Um única frase, escrita no meio da página, do lado esquerdo.

Summerfield, George, dizia.
Nasc.: 3/5/1887
Nº 14278




 Esta obra de John Boyne é singela e sutil sobre a infância nos tempos de guerra. Não propriamente a infância em sim, mas as perdas, os problemas, as ideias, angústias e dúvidas que enfrentam as crianças que tem entes queridos lutando.

Alfie, o personagem principal desta história, tem 9 anos. Seu pai foi lutar como voluntário no início da primeira guerra mundial, uma guerra que se iniciou no mesmo dia do aniversário de 5 anos de Alfie. Há 3 anos ele não vê o pai, e há um ano não recebe mais cartas dele, o que faz embarcar numa busca por ele. Alfie não tem amigos, sua única amiga tendo sido tirada da sua vida também por conta da guerra. Alfie é um solitário, que mora com a mãe, que passa mais tempo fora de casa, trabalhando, a fim de escaparem da miséria, do que com ele.
Existe também alguns dos mais antigos vizinhos e amigos da família, principalmente Joe e Bill. O primeiro, amigo do pai de Alfie desde criança, que agora é rejeitado por todos por ter se negado há ir para a guerra; o segundo, um idoso muito querido, que viu todos crescerem e que tem um carinho especial pela família de Alfie. A avó de Alfie por parte de pai também mora próximo à eles.

É muito tocante a forma como, narrado por Alfie, acompanhamos as mudanças mais simples de comportamento e distinção que a guerra trouxe para as famílias. Mais do que isso, os problemas familiares que vão sendo desencadeados por isso. Além disso, Alfie vai passando por um amadurecimento muito rápido. Ele não é só uma criança, ele também contribui. É o que chamariam antigamente de pequeno adulto.

E ainda existem muitos Alfies atualmente. E isso é uma das características mais importantes da história: o autor nos faz sentir empatia e reconhecer o Alfie, e suas dificuldades, na realidade atual, brasileira, ou não.

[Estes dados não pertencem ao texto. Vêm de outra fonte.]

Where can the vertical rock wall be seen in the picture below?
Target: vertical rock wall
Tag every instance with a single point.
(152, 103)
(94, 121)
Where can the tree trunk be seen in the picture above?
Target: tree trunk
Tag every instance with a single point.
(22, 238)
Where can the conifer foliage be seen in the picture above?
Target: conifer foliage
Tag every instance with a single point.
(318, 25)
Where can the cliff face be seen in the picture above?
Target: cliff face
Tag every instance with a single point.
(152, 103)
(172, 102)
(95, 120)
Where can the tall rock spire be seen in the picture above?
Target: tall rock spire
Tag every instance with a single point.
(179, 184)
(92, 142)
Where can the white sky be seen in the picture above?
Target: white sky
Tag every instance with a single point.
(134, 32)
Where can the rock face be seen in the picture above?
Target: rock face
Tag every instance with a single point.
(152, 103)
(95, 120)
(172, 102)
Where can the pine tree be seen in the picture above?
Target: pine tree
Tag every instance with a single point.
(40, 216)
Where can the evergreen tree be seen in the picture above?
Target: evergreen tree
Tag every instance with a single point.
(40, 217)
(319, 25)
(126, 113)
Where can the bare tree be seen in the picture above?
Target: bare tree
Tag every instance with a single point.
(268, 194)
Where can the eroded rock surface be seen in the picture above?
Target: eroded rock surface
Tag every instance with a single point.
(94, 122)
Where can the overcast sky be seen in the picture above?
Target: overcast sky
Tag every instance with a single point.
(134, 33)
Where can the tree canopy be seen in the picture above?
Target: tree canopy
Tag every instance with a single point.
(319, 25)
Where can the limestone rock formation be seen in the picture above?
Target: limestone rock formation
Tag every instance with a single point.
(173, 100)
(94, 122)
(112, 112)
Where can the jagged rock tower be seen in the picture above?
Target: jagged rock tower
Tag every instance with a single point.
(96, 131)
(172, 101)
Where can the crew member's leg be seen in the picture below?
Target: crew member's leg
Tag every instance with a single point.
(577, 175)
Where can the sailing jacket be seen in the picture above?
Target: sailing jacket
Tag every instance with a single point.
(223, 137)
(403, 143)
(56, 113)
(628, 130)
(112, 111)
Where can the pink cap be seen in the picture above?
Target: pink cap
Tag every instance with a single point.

E essa empatia nos faz sentir a história desse garoto que é muito corajoso e muito mais crítico do que a maioria das pessoas. O olhar infantil que o autor dá a guerra é muito bom. As esperanças que são disseminadas entre as pessoas em relação a não haver conflito e depois os tratamentos, punições e discriminações são cometidas em nome da honra e da defesa da pátria. É como um febre e as pessoas não reparam na dor e no sofrimento que isso causa. Alfie não entende, mas não acha legal.

Alfie é meu personagem favorito, mas Joe também é. Ele aparece pouco na história e nas memórias do garoto (Alfie fica intercalando suas experiências antes e durante a guerra), mas seu papel é forte e crítico. A conversa de Alfie e Joe perto do fim do livro é muito esclarecedora sobre o papel da guerra na sociedade. Como ela a transforma e a torna intolerante.

Eu só tenho a recomendar essa história. É bem construída, te envolve, tem personagens e situações que nos prendem. É difícil não observar as reflexões feitas aos conflitos da história e remetê-las à situações ditatoriais tão amplamente observadas ao longo do século XX e ainda no século XXI. Dá a impressão de o ser humano não parece aprender com aquilo que sofre.

Essa história é linda e recomendo à todos: jovens, velhos, crianças. Não chorei, mas não tem como não se emocionar. Quero muito ler outros livros do John Boyne. Esse livro foi publicado pela Editora Seguinte em junho de 2014.

Boa leitura!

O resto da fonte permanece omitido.